Monday, September 28, 2015

The Ontologies of Microsoft Word: A Noir Storyboard with Captions

He knew something was up when it told him "interpellate" isn't a word.
He didn't know who it was that was underlining all of those "misspelled" words . . .
who it was that was lurking in the shadows, equal parts architect and gatekeeper, correcting and disciplining . . .


but he knew there had to be a reason they preferred that he use "interpolate" . . .


in lieu of using "interpellate."

Whatever their reasons, he knew he didn't trust them . . .

 but he also knew that no matter how hard he tried to get away . . .
 
 or defer to someone or something else . . .


they would be there, waiting.

He knew this was about more than just words, though . . .

that it was about more than just being followed or corrected or disciplined.

He began to wonder who he was in relation to them . . .

 and who they wanted him to be.

He wondered how he could be in the driver's seat . . .

 how he could manage to work within the constraints they imposed and possibilities they offered while realizing some semblance of the identity and message he sought to deliver all the while.

 And even if that identity and that message weren't exactly what he expected or desired . . .

 at least he came away from it all with a better understanding of the figure in the shadows . . .

and the network of affordances and limitations he was working in as he composed his life in this place.


Reflections on "The Ontologies of Microsoft Word: A Noir Storyboard with Captions":
 
In A Composition Made Whole, Jody Shipka discusses the ways in which representational systems and technologies outside or supplemental to the purview of textual production tend to be undervalued, derided, and/or ridiculed as playful, uncritical, and unsophisticated gestures that merely distract from the "real work" of higher education.
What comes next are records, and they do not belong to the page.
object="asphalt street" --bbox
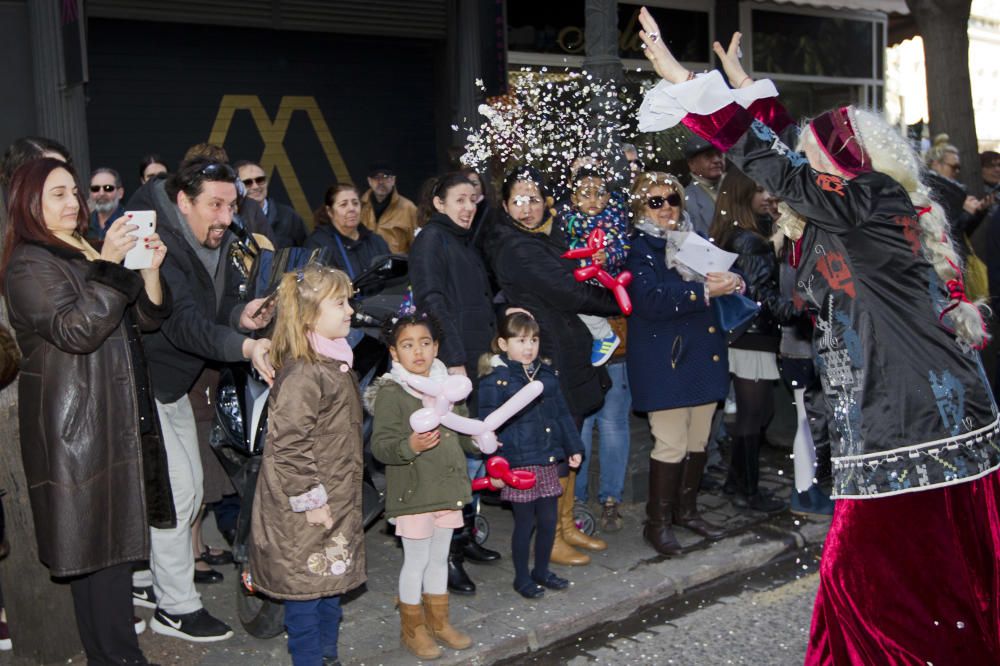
[504,548,819,666]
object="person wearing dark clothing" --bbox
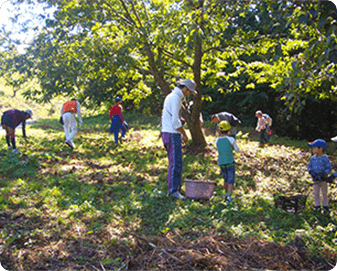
[1,109,33,153]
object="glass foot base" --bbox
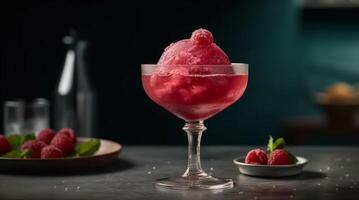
[156,175,234,190]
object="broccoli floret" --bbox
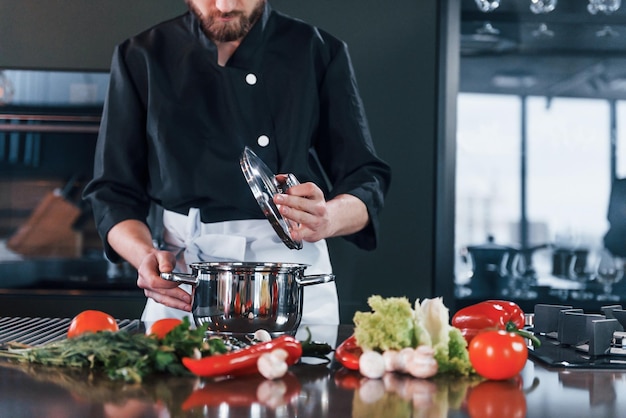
[353,295,417,352]
[435,327,474,376]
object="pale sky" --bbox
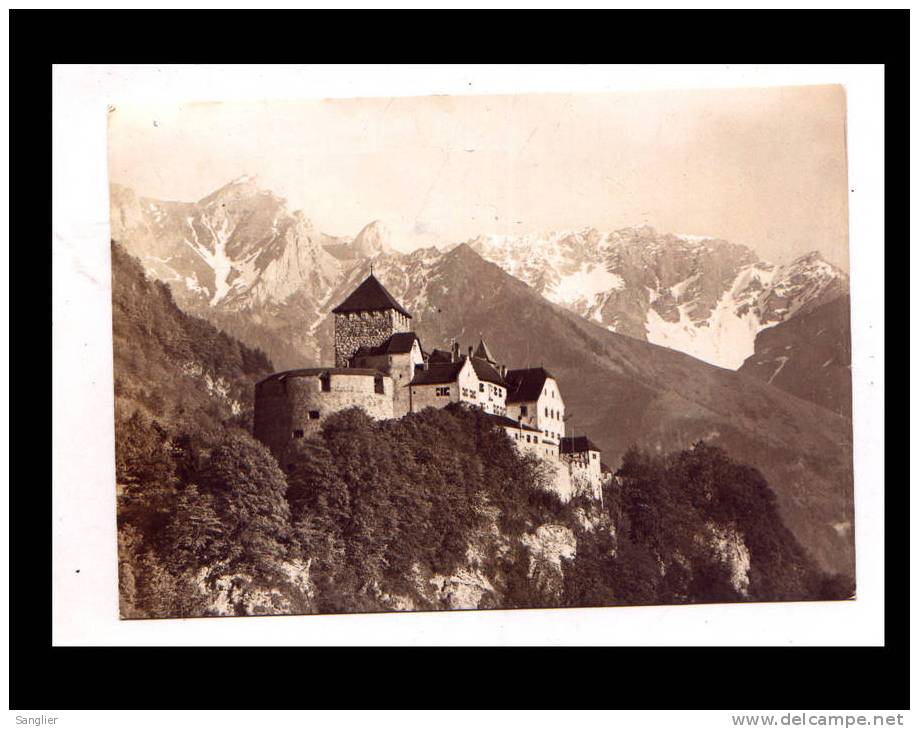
[109,86,848,270]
Shipka places a great deal of emphasis on having compositionists work to facilitate an understanding of the "complex ways that texts come to be," a habit of mind that celebrates the “complex and highly distributed processes associated with the production of texts" (13). In my multimodal representation, I sought to elucidate the process by which texts are produced by harking to moments where users might work with writing technologies, like Microsoft Word, and bump up against the affordances and limitations of the medium they’re working in when they attempt to convey meaning. I represented all of this through the Noir genre, because it underscored the insidious, elusive, and mysterious character of the unique affordances and limitations that comprise mediational means and their capacity to become naturalized, common, and neutral without adequate critical attention. The shadowy figure that hangs over efforts to convey meaning like a specter serves as a reminder of the constraints that all media impose. Though this shadowy figure cannot necessarily be done away with entirely by users, like Shipka, I attempt to extol the virtues of creatively and critically navigating these obstacles by representing this particular user as a prospective "individual-interacting-with-mediational-means," a user who is beginning to form a sort of media ecology around their nascent understandings of the network of affordances and limitations they are working in when using a particular medium.